The horizontal conveyor belt is often referred to as the "great ocean conveyor belt." It starts at the tropics and moves the warm water layer on the surface from the equator to the poles and returns the cold and salty current at the bottom of the ocean back toward the equator (Figure 3). This conveyor slowly (in years to decades) turns over the water in the entire ocean, from top to bottom.

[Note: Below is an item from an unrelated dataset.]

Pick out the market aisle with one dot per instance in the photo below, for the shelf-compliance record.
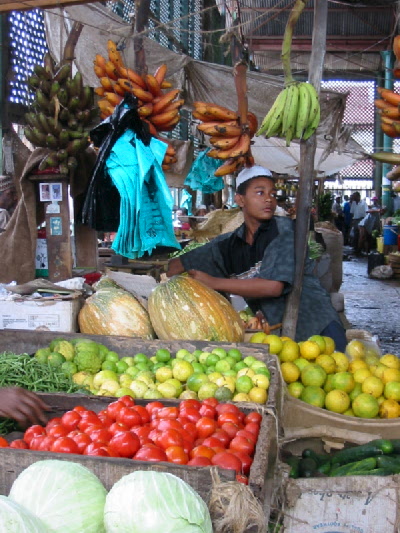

Surface currents, such as the Gulf Stream warmed Europe and the east coast of the United States as it moves north, where near Greenland it gets cold and heavy enough to sink and return to the tropics as a gigantic cold and salty stream at the bottom of the ocean. It is my view, that the various global warming models should (but do not) fully consider the changes in the flow rates of these currents because they have a growing and large impact on the heat balance of the oceans. They not only regulate global climate, but also their mixing effect supports the life of marine ecosystems which supply a substantial portion of the world's food. Their mixing effects also control how heat, carbon, nutrients, and dissolved gasses are exchanged between the upper and lower layers of the ocean and when they slow. This effect diminishes and global warmings rises.

In case of the Gulf Stream, as the low-density water generated by the melting on Greenland mixes with the higher density Gulf Stream, it reduces the density and therefore the flow rate of sinking of the mixed cold and salty waters.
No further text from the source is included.